The legacy versions of AI Platform Training, AI Platform Prediction, AI Platform Pipelines, and AI Platform Data Labeling Service are deprecated and will no longer be available on Google Cloud after their shutdown date. All the functionality of legacy AI Platform and new features are available on the Vertex AI platform. See Migrate to Vertex AI to learn how to migrate your resources.

Machine learning workflow

AI Platform enables many parts of the machine learning (ML) workflow. This document provides an introductory description of the overall ML process and explains where each AI Platform service fits into the process.

For an introduction to the services, see the technical overview of AI Platform.

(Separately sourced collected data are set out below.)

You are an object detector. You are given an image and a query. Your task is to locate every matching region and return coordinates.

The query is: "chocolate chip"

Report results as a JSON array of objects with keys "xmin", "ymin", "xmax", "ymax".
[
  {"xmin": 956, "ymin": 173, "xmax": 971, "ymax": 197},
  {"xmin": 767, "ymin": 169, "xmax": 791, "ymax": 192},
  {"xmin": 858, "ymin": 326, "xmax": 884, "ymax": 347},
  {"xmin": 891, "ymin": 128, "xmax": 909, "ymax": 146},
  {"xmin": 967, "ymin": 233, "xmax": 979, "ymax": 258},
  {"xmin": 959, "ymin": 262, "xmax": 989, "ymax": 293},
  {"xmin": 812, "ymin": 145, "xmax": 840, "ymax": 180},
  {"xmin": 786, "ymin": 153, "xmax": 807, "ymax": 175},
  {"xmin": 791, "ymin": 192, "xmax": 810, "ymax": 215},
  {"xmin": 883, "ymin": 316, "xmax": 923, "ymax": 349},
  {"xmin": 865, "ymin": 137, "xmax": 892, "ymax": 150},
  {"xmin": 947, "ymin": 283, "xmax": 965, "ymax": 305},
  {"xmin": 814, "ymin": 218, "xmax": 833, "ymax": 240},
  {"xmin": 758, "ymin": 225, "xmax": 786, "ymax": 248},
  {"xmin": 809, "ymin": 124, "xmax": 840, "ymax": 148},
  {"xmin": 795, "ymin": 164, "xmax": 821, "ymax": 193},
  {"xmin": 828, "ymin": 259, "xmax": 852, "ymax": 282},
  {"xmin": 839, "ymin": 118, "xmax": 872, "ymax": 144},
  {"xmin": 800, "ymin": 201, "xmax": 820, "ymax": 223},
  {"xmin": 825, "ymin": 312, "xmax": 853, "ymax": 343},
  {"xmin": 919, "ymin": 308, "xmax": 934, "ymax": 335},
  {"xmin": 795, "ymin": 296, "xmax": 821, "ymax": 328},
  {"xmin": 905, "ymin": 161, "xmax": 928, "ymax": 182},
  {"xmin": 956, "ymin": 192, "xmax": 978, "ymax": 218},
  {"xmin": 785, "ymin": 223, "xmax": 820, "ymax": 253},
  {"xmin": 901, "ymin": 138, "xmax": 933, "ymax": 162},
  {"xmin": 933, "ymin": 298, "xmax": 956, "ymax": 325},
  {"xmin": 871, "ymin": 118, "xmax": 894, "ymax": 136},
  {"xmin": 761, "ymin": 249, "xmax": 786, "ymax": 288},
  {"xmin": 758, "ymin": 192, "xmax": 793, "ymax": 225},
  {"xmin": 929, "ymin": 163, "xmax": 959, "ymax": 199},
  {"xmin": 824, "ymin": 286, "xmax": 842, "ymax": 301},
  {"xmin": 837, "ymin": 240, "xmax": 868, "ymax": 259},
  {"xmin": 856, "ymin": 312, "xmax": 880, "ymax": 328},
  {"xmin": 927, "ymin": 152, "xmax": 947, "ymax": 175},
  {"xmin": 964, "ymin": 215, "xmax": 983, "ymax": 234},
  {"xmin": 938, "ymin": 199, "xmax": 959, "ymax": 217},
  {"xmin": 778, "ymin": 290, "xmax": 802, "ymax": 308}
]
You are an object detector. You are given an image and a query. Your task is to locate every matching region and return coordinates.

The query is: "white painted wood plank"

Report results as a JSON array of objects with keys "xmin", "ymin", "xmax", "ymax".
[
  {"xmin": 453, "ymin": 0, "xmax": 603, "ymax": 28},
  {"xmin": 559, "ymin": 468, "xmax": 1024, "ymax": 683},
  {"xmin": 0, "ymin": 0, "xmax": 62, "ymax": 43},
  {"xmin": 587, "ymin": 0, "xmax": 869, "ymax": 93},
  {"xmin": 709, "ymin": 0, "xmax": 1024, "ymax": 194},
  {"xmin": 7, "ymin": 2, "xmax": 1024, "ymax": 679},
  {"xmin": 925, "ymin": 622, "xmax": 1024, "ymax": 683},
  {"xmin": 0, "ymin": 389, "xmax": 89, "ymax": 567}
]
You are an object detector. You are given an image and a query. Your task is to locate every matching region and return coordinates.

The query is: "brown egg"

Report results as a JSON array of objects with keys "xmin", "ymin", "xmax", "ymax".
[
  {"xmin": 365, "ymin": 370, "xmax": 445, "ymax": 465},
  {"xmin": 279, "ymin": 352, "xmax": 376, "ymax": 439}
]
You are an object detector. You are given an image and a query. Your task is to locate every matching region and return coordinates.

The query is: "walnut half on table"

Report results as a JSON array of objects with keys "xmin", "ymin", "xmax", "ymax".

A brief description of machine learning

Machine learning (ML) is a subfield of artificial intelligence (AI). The goal of ML is to make computers learn from the data that you give them. Instead of writing code that describes the action the computer should take, your code provides an algorithm that adapts based on examples of intended behavior. The resulting program, consisting of the algorithm and associated learned parameters, is called a trained model.

The ML workflow

The diagram below gives a high-level overview of the stages in an ML workflow. The blue-filled boxes indicate where AI Platform provides managed services and APIs:

To develop and manage a production-ready model, you must work through the following stages:

Source and prepare your data.
Develop your model.
Train an ML model on your data:
- Train model
- Evaluate model accuracy
- Tune hyperparameters
Deploy your trained model.
Send prediction requests to your model:
- Online prediction
- Batch prediction
Monitor the predictions on an ongoing basis.
Manage your models and model versions.

These stages are iterative. You may need to reevaluate and go back to a previous step at any point in the process.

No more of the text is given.